Pia’s clothing, freshly washed, hung from the wood-slatted backs of two chairs, drying in the fireplace’s heat. He found her in the kitchen, draped in a thick wrap-around robe. Whoever had left it in the cabin was much larger. The robe hung to her ankles, and she had rolled the sleeves back over her wrists.
She had cooked oatmeal and was trying to spoon it into her baby’s mouth. He kept turning his head and batting at the spoon.
“Freddy doesn’t like your cooking?” Alex tousled the kid’s hair and received a broad, baby-toothed grin in return.
Pia dropped the spoon into the bowl and pushed her short hair back with both hands. “He has to eat. My breasts are no longer sufficient.”
Alex scooped a dab of oatmeal from the dish with his finger and popped it into his own mouth. “What did you put in it?”
“The instructions said water and a pinch of salt.”
He heated a half-cup of water and mixed in coffee lightener, laced it with sugar, and stirred it into the gooey oatmeal. “Maybe he’ll like it this way.”
Pia tried coaxing a bite into the baby’s mouth. He refused to taste it.
“Let me have a shot.” Alex turned his back and transferred the thinned, sweetened oatmeal into a bowl of a different size and color. “Freddy, look what I’ve got.” Moving the oatmeal-laden spoon in a circuitous route, first toward his own mouth, then toward the baby’s, he always stopped short of contact. Finally, when it was inches from his mouth, Alex lunged and wrapped his lips around the spoon. He pulled it back and turned it to show that it was empty. “Yummy.” He smacked his lips.

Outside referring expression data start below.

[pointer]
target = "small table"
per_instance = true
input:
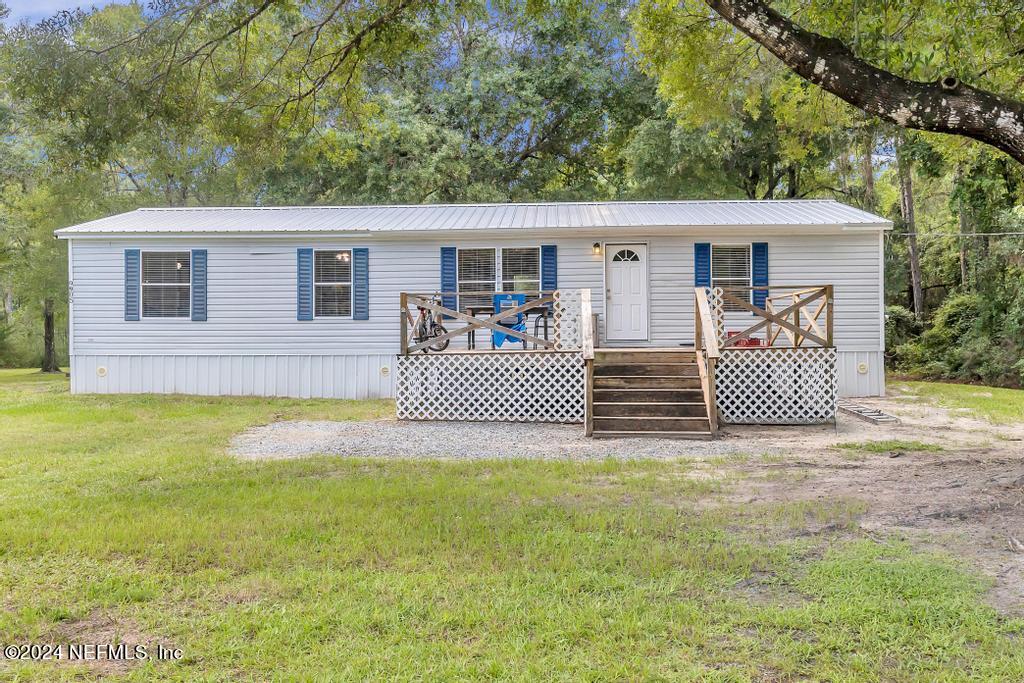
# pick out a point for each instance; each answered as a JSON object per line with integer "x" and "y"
{"x": 541, "y": 310}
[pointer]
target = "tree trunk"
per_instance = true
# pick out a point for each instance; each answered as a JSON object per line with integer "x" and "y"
{"x": 49, "y": 353}
{"x": 906, "y": 206}
{"x": 946, "y": 105}
{"x": 867, "y": 171}
{"x": 963, "y": 248}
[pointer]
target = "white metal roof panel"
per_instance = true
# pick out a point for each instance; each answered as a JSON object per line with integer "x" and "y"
{"x": 536, "y": 216}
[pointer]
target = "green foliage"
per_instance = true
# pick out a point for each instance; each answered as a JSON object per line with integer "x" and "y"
{"x": 993, "y": 403}
{"x": 901, "y": 326}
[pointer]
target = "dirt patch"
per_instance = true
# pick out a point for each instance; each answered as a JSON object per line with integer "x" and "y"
{"x": 967, "y": 500}
{"x": 966, "y": 496}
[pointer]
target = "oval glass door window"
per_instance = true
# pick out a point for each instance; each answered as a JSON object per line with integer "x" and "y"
{"x": 626, "y": 255}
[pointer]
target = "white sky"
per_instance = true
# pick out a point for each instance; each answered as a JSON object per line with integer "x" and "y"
{"x": 34, "y": 10}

Childish laughter filled the kitchen.
Zigging and zagging, the refilled spoon approached the baby’s mouth. He latched on to gulp the sugary oatmeal, and his face registered pleasant surprise.
Over and over Alex repeated the game. Each time, he moved the spoon in a seemingly aimless path that ended at the baby’s mouth.
“He likes you,” Pia said. “He does not usually take to people.”
“I have no trouble with kids. It’s their mothers who can’t stand me.”
“I do not believe that.” She beamed him a high-wattage smile.
Lunging forward, the baby dipped his hand into the oatmeal. He extended it to her. “Pee,” he shouted. “Pee.”
“Your turn,” Alex said. He mimed sp
ooning oatmeal into Pia’s mouth. When he saw how hilarious the baby found this, he began alternating between mother and child with the gyrating spoon. “So you’re from Colombia,” he said as he coaxed more oatmeal into the baby’s mouth. “What part?”
“Amazonas Province.”
“You grew up in the Amazon rain forest?
“I did not grow up there. It is merely where I was born. My mother died when I was very young, and we—my father and I—moved to Belén, a small town in Peru. It is only a short distance from Iquitos.”
Alex remembered Iquitos from his time in Peru. He’d been told it was the world’s largest city that could not be reached by road. “Was your father Peruvian?”